During that span, AWS customers who depended on that availability zone faced a myriad of issues. Some were notified by their own customers of the outage, which caused embarrassment if not brand degradation or even a loss of customers. They also received pressure from executives to provide a mitigation plan in case a similar outage occurs. To provide such a plan, organizations need a key element: the cause of the outage.
As of press time, AWS has not issued what some call a ‘post-mortem’ or a post-incident summary of the outage. When asked when or if AWS would provide a post-mortem, an official with the firm had this to say:
“We do not publish Post-Event Summaries … for every service event,” wrote an AWS spokesperson to Data Center Knowledge in an email response to our query this week. “When an issue has broad and significant customer impact that results in the failure of a significant percentage of control plane API calls, impacts a significant percentage of a service’s infrastructure, resources or APIs or is the result of total power failure or significant network failure, AWS is committed to providing a public Post-Event Summary (PES) following the closure of the issue.”
AWS customers whose businesses rely on the firm’s US-East-2 availability zone are left scratching their heads, wondering how to mitigate an issue with no reported cause.
AWS’ Had Another US-East-2 Availability Zone Outage Last Year
The incident on Dec. 5 is the second one this year in the US-East-2 availability zone for AWS. On July 28, the outage incident was farther-reaching, and one could say it did meet the requirements the AWS representative shared.
For 2.8 hours, AWS customers had no access to 38 of the leading Cloud Service Provider’s services in the US-East-2 availability zone. Those 38 services included: API Gateway, CloudWatch, DynamoDB, and the firm’s flagship offering Elastic Compute Cloud (commonly referred to as EC2).
EC2 was listed as a degradation in services on the AWS Health Dashboard during the time period of the “loss of power” incident.
Currently AWS has published no post-incident summary detailing the cause and mitigation of that issue either.
While there’s no additional guidance AWS offers in these instances of smaller outages (other than their customer support options), customers do have access to the AWS Health Dashboard and the Personal Health Dashboard (which is a customer-specific dashboard of services and environments).
The last post-incident summary AWS provided for any service disruption was for a Dec. 10, 2021, internal connectivity issue that affected EC2 API and container API, among other service access issues.
Plan Around CSPs to Mitigate Impact of Outages
In our previous coverage of the AWS outage in December, we shared a five-step plan for addressing outages. Two key points from that coverage apply directly to the issue of CSPs and disaster planning.
We asked Mike Gibbs, CEO of Go Cloud Careers, to expand on his guidance.
1. Plan around cloud failures and the CSPs themselves.
Enterprises don’t design cloud architecture around brands but rather to solve customer challenges.

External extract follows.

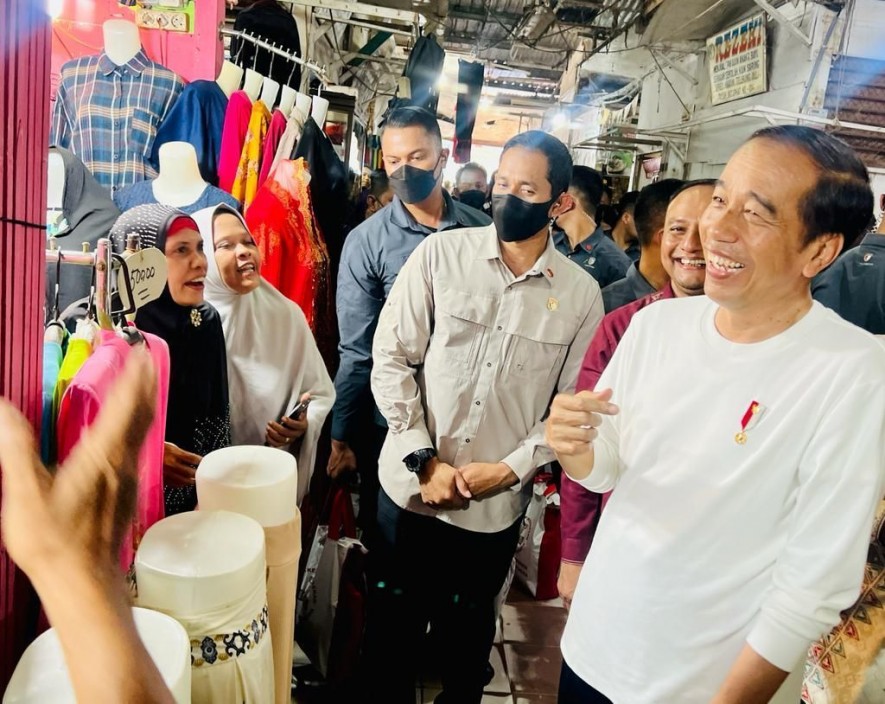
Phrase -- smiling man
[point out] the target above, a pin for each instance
(746, 448)
(481, 328)
(683, 259)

For business continuity, considering brands can’t be avoided.
The cloud is really nothing more than a virtual network / data center, and these systems fail. Because of the additional cloud software, there is more to go wrong in a cloud computing environment than a traditional, on-premises datacenter. It’s essential for cloud architects designing mission-critical customer systems to use multiple clouds and multiple network providers to connect their systems to multiple clouds. This follows the Navy SEAL motto, “Two is one and one is none.”

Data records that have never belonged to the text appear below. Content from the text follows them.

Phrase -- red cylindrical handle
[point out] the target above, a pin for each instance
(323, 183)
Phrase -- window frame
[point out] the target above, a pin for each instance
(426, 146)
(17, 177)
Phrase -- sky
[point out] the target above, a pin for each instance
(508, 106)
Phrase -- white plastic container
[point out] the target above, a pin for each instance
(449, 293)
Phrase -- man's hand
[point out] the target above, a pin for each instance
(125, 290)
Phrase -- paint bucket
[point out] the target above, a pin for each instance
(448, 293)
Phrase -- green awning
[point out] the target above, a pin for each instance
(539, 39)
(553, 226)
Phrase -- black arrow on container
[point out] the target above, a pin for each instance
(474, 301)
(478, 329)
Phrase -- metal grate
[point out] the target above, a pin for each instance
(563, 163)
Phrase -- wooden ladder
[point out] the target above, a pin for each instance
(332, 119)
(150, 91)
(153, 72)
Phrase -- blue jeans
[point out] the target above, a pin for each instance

2. Business continuity starts in the C-suite.
Architects would do well to consider every threat and mitigate threats when designing systems for the cloud.
The business requirements determine what type of contingency planning needs to occur. For instance:
- How much downtime can a business tolerate?
- What percentage of the businesses systems need to function in a disaster situation?
- What are the security concerns?
These are the requirements that the cloud architect needs to know in order to properly design a disaster recovery plan and the technology to support that plan.
Updated on Jan. 6, 2023 in paragraph 10 to include a mention of AWS' customer support options.